Öte yandan, vade farkı, faiz, prim, fiyat farkı gibi matraha dahil olan unsurlarda taraflardan biri
borçlu, diğeri ise alacaklıdır. Borçlu bir taahhüt altına girmekte, girdiği taahhüdün tutarı da belli
bulunmaktadır. Kur farkı ilişkisinde ise taraflardan kimin kime borçlu olduğu belli değildir. Kur farkı
tarafların iradesine bağlı olarak ortaya çıkmamaktadır. Bu nedenle, kur farkı gelirinin hizmet geliri olarak
değerlendirilmemesi gerekir. Dolayısıyla, kur farklarının, müstakil bir hizmetin bedeli olarak kabul edilmesi
de mümkün değildir.
Bu niteliği nedeniyle de KDV’ye tabi olmaları mümkün değildir.
Kur farkları, özünde arızi nitelikte bir gelir olduğundan ve bir mal teslimi veya hizmet ifasının
karşılığını oluşturmadığından, KDV’ye tabi tutulması mümkün bulunmamaktadır.
Danıştay’ın yukarıda atıfta bulunulan kararı ve diğer benzer kararları da bu doğrultudadır.
Danıştay’ın verdiği karar, kur farklarının KDV’ye tabi tutulamayacağı doğrultusundadır.

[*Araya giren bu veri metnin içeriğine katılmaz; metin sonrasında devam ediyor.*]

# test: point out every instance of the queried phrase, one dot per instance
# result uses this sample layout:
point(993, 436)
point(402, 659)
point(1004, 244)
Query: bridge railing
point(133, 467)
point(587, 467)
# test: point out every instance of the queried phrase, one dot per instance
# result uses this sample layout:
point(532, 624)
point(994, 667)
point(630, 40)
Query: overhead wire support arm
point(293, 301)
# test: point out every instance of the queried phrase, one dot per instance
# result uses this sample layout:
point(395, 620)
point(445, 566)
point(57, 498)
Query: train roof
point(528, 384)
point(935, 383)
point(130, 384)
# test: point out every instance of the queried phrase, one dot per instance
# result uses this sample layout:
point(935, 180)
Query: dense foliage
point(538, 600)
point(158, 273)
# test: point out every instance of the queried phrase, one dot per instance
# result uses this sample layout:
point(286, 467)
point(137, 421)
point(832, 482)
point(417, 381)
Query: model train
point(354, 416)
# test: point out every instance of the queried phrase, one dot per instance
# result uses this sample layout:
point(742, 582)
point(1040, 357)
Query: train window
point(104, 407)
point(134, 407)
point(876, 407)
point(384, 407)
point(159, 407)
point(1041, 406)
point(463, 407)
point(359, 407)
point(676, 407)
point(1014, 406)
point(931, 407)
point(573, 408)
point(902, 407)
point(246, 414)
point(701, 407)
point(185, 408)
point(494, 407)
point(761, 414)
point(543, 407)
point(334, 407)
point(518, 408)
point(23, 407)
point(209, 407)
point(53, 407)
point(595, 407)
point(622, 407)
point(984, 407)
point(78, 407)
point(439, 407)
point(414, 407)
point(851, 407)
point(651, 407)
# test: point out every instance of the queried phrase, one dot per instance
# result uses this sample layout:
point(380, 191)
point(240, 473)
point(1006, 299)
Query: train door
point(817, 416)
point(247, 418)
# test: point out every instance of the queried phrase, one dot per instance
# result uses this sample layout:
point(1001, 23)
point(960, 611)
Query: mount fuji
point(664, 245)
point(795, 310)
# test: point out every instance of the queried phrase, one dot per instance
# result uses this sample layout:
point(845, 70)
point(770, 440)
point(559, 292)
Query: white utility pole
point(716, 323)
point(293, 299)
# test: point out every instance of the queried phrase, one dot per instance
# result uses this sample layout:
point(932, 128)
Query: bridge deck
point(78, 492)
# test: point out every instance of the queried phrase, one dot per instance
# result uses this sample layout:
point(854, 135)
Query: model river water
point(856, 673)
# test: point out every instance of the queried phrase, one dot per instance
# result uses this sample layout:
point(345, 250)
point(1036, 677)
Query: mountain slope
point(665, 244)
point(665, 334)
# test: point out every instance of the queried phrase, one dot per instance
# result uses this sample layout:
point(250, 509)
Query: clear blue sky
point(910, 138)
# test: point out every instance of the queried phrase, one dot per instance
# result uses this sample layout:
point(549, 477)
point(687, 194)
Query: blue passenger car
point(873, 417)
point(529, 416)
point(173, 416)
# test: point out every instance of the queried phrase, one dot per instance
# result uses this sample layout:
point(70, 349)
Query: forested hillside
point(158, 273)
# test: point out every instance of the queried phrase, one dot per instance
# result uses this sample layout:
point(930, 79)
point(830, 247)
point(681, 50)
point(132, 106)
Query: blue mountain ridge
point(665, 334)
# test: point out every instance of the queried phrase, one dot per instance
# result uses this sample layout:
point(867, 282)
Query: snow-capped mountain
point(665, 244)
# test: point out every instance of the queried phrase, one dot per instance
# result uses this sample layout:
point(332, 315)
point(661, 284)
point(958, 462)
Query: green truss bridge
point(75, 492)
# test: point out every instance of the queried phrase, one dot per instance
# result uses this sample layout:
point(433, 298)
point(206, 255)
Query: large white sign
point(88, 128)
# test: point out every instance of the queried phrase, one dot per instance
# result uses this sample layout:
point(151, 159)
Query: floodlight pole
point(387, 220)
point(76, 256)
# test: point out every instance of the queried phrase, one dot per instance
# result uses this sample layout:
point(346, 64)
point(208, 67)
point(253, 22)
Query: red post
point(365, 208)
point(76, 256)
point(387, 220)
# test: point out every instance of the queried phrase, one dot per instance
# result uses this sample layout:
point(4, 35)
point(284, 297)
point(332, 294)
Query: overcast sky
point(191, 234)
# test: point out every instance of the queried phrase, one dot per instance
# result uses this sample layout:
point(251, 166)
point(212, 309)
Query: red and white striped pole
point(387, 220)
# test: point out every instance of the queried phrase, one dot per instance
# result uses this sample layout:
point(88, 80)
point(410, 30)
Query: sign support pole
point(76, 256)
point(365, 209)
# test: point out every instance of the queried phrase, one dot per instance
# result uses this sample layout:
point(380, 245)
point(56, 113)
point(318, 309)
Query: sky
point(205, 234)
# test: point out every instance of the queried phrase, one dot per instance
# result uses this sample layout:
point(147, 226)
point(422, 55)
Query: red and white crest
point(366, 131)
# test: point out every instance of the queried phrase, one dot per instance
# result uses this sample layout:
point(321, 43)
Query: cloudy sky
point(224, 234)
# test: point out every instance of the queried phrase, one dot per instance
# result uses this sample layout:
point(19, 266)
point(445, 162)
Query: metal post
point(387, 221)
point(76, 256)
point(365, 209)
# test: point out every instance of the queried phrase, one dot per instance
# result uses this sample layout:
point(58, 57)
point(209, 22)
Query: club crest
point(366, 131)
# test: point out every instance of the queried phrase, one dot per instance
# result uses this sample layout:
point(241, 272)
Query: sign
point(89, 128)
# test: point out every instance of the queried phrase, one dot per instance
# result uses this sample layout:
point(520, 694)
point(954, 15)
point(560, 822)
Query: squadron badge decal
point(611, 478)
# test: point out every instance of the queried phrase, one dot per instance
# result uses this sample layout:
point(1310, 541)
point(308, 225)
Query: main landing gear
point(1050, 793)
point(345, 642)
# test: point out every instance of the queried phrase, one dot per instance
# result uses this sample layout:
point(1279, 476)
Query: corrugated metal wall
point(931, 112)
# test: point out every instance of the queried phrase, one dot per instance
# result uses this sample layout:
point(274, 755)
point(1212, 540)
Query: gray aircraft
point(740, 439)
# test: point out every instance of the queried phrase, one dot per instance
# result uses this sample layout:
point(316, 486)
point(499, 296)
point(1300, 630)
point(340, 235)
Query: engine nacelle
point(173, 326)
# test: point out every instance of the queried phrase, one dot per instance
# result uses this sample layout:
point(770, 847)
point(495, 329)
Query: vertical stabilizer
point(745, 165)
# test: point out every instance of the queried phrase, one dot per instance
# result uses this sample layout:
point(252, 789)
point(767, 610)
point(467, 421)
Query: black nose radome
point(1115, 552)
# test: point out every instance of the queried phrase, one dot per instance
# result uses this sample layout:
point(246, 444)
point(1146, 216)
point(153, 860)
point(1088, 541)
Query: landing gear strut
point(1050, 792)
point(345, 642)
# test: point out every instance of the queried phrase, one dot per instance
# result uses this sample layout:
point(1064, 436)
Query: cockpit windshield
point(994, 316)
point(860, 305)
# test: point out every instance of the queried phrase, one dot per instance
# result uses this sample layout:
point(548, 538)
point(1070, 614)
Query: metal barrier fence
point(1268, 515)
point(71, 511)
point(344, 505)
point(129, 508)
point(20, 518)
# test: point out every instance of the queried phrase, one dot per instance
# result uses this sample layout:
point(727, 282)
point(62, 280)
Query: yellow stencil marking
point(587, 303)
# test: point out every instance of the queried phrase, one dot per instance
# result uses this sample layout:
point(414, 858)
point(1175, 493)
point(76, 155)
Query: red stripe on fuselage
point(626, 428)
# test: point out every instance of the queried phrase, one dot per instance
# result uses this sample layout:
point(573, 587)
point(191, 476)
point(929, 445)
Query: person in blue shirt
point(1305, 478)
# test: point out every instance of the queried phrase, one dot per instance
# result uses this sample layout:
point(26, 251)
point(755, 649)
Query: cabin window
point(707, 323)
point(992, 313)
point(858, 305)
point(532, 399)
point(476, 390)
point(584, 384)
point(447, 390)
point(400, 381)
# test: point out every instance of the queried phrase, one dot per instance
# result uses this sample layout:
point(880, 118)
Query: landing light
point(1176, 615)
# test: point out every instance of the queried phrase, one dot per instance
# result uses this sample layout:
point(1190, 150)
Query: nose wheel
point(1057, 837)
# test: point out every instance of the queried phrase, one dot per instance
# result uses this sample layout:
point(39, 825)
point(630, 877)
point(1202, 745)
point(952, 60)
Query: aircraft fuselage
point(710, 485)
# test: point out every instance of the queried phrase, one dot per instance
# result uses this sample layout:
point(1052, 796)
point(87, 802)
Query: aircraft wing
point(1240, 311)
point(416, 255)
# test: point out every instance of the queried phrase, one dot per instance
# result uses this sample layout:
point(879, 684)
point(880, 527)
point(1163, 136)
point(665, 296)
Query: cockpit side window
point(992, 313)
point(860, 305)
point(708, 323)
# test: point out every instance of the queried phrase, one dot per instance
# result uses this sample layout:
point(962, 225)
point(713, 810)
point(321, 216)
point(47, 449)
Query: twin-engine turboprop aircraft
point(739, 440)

Gelir İdaresinin kur farklarına ilişkin geneldeki anlayışı kur farklarının katma değer vergisine tabi
olduğu yönündedir.
Ancak Gelir İdaresi, görüşünü tebliğ bazında açıklamamış, olay bazında özelgeler vermekle
yetinmiştir.
Bu özelgelerin bazılarında genel anlayıştan sapmalar olduğu da görülmektedir.
Şöyleki;
- Satışın yapıldığı tarihte döviz cinsinden toplam bedel cari kur üzerinden Türk Lirasına çevrilerek,
bu tutar üzerinden katma değer vergisi hesaplanıp aynı dönemde beyan edilecektir. - Döviz cinsinden bedel kısmen veya tamamen sonraki tarihlerde tahsil ediliyorsa tahsilin yapıldığı
dönemdeki kur farkı üzerinden katma değer vergisi hesaplanıp beyan edilecektir.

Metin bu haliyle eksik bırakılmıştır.